According to Phipps and Lancaster County School District Director of Elementary Education Dr. Linda Blackwell, district officials, principals, teachers, instructional facilitators and others have begun implementing revised ELA and Math curriculum maps and pacing guides.

Representatives from county schools are participating in monthly training sessions on the standards with core subject area teachers also participating in activities geared toward facilitating the shift from state standards to CCS.

Blackwell said as educators continue implementation of CCS in their classrooms, the district is preparing to begin using the CCS-aligned Smarter Balance test next year.

She said she’s asked elementary school principals to pilot one grade level on the Smarter Balance test in at least one subject to give CCS and the test a “trial run.”

“It (CCS) is really good, rich instruction, but it really is different than what we had to do before,” Blackwell said.

Phipps said he believed the district is doing a good job of implementing CCS and was well ahead of many school districts.
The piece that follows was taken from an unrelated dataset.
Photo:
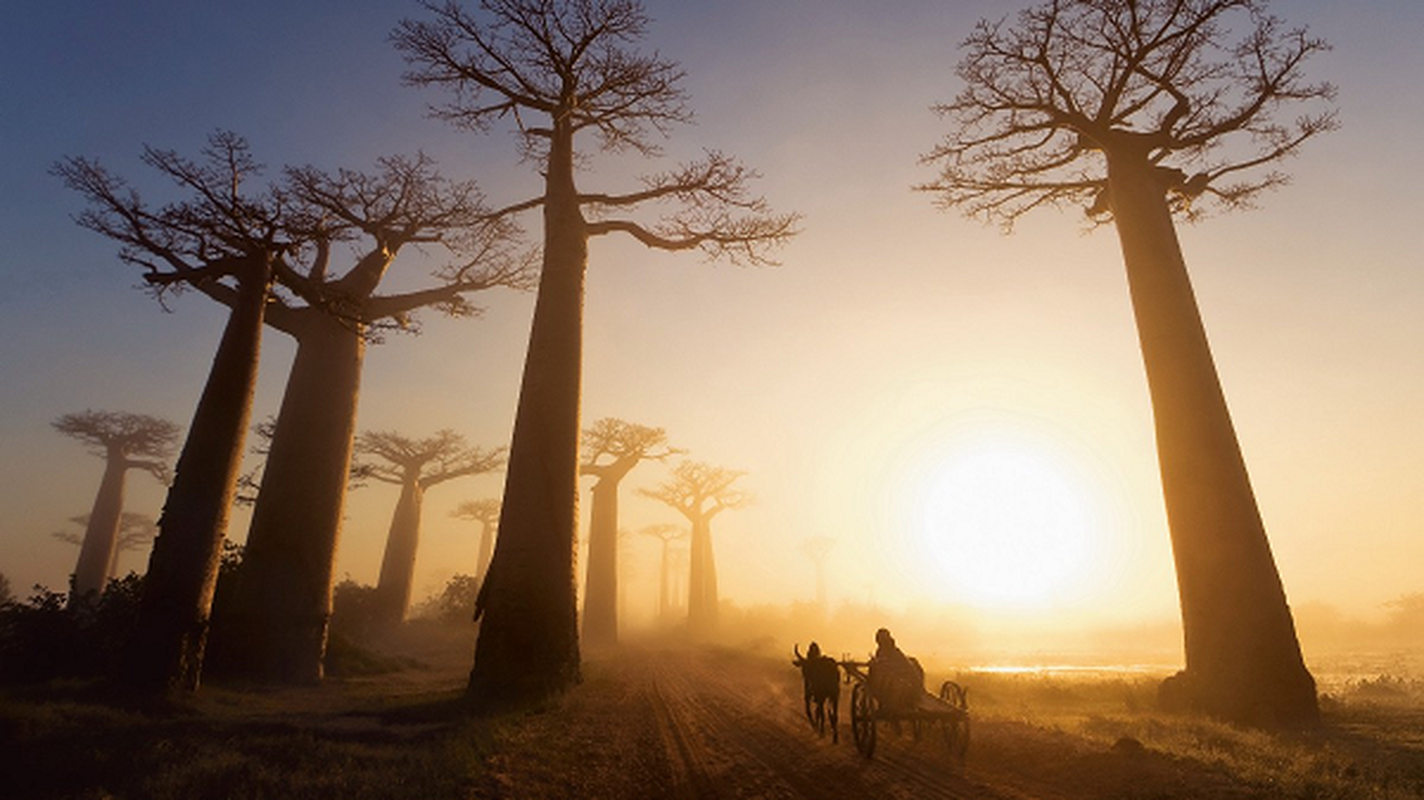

“I think if you look at the plan and where we started, we’re doing extremely well,” Phipps said. “Really and truly, when I go to Columbia and see other schools and where they are, I put us right up there (at the lead).”

Other actions

u School board members unanimously approved a timeline for the process to name Indian Land’s new elementary school on Harrisburg Road, as well as school colors and mascot.

In keeping with the timeline, Moore asked McCorkle to set up a naming committee by Oct. 25 to consider the matter with input from the board and Indian Land Elementary administrators.

The committee is asked to present recommendations for possible names, colors and mascot to board members at the board’s Nov. 19 meeting. The board will approve a choice during the Dec. 10 meeting.

u School board members approved first reading of a policy amendment that would allow principals, if they deemed it necessary, to require parents to sign-in for assembly and other programs at county schools.

u School board members approve first reading of the school district’s new concussions and student athletes policy.